The NBA presented three comprehensive anti-tanking proposals to its board of governors during meetings in New York on Wednesday, according to ESPN’s Shams Charania. Each concept represents a radical departure from the current lottery system. The common thread across all three: for the first time, teams that make the playoffs would be included in the lottery process.
The Three Proposals
Proposal 1: The 18-Team Lottery. The bottom 10 teams that miss the play-in tournament would each share an equal 8% chance of moving up in the lottery — eliminating the incentive to be the absolute worst. The remaining 20% of lottery odds would be distributed among the eight play-in teams in descending order. All 18 positions would be drawn as part of the lottery.
Proposal 2: The 22-Team Two-Season Approach. This is the most complex concept. It would involve the bottom 10 non-play-in teams, the eight play-in teams, and the four first-round playoff losers — 22 teams total. Teams would be ranked according to their combined record across two seasons, similar to the WNBA’s current system. Crucially, it includes a minimum win floor: if the threshold is 20 wins, a 14-68 team would be treated as a 20-62 team for lottery purposes, removing the incentive to completely bottom out.
Proposal 3: The “Five-by-Five” Method. This plan also involves 18 teams. The five teams with the worst records would all share identical odds, flattening the lottery at the bottom. The league would draw for each of the top five picks, then hold a second lottery drawing for the remaining 13 teams. Even if a bottom-five team misses the top five, they couldn’t fall lower than 10th overall — a safety net that still rewards bad teams without encouraging the race to the bottom.
Silver’s Message Was Unmistakable
At his press conference following the meetings, Silver didn’t mince words.
“I do think ultimately this is a decision that needs to be made at the ownership level,” Silver said. “It has business implications, has basketball implications, has integrity implications for the league. So it’s one that we take very seriously, and we are going to fix it.
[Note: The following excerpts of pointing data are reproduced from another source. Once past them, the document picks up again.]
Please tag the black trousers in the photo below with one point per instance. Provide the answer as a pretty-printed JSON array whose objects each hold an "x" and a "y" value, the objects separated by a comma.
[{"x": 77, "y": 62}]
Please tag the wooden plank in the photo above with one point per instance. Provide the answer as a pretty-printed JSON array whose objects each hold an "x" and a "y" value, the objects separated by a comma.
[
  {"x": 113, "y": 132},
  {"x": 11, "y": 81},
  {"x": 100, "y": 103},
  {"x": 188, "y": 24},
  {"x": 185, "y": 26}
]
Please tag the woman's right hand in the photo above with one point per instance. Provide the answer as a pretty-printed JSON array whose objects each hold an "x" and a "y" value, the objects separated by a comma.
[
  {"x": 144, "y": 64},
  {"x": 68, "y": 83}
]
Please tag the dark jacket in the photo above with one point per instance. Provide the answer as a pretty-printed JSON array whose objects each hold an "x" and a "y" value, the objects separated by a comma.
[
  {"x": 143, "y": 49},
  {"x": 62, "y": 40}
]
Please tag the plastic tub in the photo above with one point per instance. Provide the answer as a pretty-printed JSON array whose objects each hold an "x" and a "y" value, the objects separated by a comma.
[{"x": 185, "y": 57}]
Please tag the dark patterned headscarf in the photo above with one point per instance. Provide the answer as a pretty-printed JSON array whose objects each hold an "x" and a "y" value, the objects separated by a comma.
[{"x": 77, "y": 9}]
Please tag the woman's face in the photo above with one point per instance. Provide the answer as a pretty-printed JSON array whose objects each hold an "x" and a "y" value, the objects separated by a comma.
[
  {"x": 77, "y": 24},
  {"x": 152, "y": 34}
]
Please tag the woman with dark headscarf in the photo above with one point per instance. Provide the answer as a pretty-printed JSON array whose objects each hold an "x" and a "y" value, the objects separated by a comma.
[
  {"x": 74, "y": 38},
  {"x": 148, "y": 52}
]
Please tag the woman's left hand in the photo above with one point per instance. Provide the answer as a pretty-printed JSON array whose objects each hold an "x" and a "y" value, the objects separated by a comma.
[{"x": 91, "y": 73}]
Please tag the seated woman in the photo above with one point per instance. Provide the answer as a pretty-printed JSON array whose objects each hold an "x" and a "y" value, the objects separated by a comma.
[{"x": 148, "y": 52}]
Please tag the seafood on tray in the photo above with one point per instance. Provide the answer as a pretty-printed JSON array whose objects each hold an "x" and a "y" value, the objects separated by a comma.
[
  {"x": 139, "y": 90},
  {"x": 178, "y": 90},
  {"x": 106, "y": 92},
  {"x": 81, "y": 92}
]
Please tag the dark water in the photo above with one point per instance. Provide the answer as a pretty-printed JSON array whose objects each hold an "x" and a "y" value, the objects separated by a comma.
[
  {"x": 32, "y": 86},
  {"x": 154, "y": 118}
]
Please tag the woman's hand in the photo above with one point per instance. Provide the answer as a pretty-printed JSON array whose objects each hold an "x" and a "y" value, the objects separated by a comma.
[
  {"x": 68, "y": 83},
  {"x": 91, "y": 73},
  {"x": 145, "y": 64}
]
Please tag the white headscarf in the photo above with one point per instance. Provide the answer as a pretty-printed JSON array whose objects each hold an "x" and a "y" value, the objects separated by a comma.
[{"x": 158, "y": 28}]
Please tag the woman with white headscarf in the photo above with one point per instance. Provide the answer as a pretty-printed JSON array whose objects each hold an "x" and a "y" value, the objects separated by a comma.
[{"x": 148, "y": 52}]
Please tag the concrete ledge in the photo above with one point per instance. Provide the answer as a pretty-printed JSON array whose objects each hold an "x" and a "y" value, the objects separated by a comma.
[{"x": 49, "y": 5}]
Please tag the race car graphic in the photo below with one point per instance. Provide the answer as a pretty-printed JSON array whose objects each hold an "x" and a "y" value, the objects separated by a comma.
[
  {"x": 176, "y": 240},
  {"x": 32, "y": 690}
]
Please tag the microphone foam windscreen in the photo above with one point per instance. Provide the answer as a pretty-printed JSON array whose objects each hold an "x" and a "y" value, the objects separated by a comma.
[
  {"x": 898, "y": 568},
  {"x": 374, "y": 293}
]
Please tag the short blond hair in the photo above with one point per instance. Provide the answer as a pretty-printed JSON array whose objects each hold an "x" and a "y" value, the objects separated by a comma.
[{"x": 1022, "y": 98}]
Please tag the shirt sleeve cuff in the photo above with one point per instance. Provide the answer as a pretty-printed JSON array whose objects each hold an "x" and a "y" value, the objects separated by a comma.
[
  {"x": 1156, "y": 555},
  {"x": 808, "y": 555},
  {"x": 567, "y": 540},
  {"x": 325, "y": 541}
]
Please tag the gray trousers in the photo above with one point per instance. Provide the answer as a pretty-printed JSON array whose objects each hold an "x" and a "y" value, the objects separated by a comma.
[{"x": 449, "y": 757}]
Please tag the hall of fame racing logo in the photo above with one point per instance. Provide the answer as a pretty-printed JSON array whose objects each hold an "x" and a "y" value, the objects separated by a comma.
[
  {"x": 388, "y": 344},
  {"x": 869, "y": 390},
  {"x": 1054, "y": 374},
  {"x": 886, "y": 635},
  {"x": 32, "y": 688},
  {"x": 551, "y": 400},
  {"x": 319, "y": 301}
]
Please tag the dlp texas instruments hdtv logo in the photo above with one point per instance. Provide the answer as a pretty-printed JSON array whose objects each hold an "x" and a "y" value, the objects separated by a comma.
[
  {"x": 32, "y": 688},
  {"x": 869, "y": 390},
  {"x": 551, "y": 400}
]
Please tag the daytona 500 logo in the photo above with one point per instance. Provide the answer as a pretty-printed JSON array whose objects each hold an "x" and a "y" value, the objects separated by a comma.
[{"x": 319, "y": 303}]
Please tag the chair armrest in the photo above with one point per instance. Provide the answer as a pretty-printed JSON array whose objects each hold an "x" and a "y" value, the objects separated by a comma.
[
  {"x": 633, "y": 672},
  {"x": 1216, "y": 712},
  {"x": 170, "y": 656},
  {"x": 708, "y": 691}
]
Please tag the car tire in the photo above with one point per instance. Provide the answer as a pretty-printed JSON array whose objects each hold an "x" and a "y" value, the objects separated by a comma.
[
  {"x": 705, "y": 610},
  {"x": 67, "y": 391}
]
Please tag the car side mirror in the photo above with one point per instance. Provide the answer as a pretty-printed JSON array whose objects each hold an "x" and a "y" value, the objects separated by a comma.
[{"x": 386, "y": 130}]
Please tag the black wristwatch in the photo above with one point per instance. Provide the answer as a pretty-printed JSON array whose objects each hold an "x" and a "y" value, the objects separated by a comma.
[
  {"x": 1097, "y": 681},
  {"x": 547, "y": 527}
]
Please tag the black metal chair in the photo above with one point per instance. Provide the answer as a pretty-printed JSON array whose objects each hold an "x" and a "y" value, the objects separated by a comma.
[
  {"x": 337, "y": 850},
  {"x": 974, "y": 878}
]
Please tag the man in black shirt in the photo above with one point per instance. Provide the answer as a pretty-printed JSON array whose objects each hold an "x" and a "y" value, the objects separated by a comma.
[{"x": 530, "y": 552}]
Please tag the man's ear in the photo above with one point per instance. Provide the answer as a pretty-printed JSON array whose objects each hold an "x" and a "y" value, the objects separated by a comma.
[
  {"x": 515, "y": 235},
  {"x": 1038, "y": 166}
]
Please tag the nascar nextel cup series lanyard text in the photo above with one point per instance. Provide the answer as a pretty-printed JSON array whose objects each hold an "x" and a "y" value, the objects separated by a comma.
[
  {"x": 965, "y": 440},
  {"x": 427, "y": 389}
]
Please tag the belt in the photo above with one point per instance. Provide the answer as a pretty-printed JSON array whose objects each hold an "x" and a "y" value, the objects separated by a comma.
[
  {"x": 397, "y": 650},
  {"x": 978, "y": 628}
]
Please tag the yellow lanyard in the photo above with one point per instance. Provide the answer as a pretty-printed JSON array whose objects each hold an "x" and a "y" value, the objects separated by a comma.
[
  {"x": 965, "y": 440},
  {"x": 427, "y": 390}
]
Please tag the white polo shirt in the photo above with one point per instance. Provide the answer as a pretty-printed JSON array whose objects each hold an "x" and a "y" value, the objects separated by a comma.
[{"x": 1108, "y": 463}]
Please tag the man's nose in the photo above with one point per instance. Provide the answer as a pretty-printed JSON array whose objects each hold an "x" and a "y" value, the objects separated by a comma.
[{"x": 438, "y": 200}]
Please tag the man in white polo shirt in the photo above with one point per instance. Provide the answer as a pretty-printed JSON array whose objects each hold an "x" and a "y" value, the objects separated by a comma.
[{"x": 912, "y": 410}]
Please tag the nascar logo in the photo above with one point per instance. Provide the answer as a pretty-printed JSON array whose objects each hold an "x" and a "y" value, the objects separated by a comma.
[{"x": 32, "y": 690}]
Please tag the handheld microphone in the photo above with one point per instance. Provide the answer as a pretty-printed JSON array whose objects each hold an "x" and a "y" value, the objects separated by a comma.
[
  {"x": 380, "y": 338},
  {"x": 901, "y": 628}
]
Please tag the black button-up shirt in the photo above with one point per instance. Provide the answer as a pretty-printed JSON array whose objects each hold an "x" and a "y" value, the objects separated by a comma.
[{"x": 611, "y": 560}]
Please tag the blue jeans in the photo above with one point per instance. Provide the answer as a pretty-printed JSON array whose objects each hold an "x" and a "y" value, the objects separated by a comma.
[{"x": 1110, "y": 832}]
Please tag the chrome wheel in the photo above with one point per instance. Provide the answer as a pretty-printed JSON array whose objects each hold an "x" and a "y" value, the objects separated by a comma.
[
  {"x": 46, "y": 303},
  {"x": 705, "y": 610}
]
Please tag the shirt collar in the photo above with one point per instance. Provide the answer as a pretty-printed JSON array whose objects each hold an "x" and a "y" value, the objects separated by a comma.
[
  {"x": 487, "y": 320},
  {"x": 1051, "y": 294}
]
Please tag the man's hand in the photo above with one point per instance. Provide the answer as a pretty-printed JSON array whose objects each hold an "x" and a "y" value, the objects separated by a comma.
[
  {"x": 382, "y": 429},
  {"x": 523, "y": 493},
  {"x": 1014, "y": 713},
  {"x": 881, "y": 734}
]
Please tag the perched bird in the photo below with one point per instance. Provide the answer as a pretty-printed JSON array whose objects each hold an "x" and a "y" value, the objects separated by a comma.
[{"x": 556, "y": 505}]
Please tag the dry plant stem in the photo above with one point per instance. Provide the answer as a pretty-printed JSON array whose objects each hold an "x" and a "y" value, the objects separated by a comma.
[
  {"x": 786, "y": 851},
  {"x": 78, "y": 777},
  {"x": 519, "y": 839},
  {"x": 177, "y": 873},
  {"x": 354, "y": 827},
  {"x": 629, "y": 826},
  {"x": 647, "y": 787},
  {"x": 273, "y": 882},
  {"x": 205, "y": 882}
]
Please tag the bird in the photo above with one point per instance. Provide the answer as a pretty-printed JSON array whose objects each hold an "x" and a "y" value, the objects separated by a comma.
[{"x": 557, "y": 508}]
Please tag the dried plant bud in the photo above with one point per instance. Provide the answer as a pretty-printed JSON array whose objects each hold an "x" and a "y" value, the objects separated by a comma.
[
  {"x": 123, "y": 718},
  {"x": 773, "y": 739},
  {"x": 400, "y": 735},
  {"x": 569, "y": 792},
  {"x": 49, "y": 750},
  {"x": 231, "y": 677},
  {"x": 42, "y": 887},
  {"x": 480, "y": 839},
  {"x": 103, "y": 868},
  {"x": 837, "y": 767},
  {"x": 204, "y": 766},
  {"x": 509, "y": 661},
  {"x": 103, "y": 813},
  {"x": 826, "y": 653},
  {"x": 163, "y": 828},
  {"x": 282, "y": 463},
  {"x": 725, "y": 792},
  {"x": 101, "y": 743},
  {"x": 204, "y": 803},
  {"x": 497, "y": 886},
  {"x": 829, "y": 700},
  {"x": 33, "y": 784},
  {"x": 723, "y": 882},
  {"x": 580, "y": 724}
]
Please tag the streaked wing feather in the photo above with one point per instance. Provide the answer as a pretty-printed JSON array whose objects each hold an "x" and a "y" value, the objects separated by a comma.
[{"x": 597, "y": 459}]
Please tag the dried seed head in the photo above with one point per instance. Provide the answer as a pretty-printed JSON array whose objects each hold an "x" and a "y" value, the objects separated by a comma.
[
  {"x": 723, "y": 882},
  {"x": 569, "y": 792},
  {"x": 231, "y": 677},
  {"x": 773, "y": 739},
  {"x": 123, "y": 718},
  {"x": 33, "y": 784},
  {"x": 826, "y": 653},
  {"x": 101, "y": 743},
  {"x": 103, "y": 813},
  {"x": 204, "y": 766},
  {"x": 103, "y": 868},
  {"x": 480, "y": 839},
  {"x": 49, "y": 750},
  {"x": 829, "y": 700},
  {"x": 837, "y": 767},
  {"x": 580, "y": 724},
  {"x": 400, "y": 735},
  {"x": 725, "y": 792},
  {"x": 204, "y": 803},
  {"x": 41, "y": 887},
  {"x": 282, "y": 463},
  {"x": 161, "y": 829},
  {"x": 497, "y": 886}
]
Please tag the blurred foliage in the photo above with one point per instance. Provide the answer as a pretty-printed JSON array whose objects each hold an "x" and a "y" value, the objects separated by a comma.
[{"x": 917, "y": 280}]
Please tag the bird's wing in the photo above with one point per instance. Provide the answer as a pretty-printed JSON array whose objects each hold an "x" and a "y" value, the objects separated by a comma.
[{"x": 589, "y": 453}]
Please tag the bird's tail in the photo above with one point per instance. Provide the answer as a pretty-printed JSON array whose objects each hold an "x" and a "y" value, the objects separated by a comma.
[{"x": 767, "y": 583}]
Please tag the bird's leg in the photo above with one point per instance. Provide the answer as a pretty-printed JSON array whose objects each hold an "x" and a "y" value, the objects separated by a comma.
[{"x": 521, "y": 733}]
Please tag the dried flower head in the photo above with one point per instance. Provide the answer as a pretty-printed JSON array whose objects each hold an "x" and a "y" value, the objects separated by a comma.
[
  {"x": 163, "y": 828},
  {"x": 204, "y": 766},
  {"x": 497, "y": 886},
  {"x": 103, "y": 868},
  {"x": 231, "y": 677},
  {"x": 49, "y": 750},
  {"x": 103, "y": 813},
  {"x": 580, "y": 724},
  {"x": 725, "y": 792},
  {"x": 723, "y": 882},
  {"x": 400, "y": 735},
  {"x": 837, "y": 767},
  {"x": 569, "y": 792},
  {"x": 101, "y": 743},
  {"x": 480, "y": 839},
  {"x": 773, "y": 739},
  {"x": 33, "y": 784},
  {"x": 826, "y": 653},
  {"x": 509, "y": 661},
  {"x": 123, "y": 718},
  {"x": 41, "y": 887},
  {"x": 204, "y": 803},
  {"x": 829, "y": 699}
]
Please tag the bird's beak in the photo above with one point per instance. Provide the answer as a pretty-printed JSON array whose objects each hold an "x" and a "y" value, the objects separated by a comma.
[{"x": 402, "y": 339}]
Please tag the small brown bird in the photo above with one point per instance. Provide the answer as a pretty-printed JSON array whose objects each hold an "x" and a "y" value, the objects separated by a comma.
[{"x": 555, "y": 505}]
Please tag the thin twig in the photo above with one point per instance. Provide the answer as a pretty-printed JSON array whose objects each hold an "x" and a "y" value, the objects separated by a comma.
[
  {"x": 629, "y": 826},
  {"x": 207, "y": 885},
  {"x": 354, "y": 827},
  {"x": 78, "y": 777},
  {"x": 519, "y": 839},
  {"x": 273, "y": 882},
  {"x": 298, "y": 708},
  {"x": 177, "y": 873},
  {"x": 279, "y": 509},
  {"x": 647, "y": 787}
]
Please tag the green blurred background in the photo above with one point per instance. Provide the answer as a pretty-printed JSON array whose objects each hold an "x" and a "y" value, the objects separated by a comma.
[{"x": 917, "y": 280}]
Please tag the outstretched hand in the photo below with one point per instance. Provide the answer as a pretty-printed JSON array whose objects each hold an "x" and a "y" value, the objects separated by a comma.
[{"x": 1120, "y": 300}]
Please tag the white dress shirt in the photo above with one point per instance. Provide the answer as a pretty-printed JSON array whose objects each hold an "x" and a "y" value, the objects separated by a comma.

Full stop.”
He went further, acknowledging the blurred line between legitimate rebuilding and outright tanking: “There’s such a subtlety to this when incentives don’t match, when we’re now into it with coaches’ decisions on lineups and when players come in and out of the game, injuries, doctors going back and forth with each other, pain levels of players.”
That’s a sitting commissioner essentially admitting the system incentivizes teams to manipulate injury reports and lineup decisions. It’s a stunning level of candor.
Why Now?
The 2025-26 season has been the tipping point. With AJ Dybantsa, Darryn Peterson, Cameron Boozer, Caleb Wilson, and Darius Acuff headlining what scouts are calling a generationally deep draft class, the race to the bottom has been more aggressive than ever. The Indiana Pacers (16-58), Brooklyn Nets (17-57), and Washington Wizards (17-56) have been historically bad, and even teams like the Sacramento Kings (19-55) and Utah Jazz (21-53) appear to have strategically dismantled competitive rosters to improve their lottery odds.
The daily tanking tracker has become as popular as the playoff standings on NBA media sites. That’s a branding problem Silver can’t ignore.
What Happens Next
The league has called a special board of governors meeting in May — a highly unusual move outside the standard meeting calendar — where a formal vote is expected. Over the coming weeks, owners will discuss the proposals with their leadership groups, and modifications to each concept are expected before the vote.
Importantly, none of the three proposals include previously floated ideas like limiting pick protections in trades or freezing lottery odds at a set date in the season. Those could surface in future collective bargaining discussions, but for now, the focus is on restructuring the lottery itself.
Whatever the owners choose, the NBA’s incentive structure is about to change fundamentally. Silver said as much: the changes will be implemented for next season. The only question is which version of the new world they’ll pick.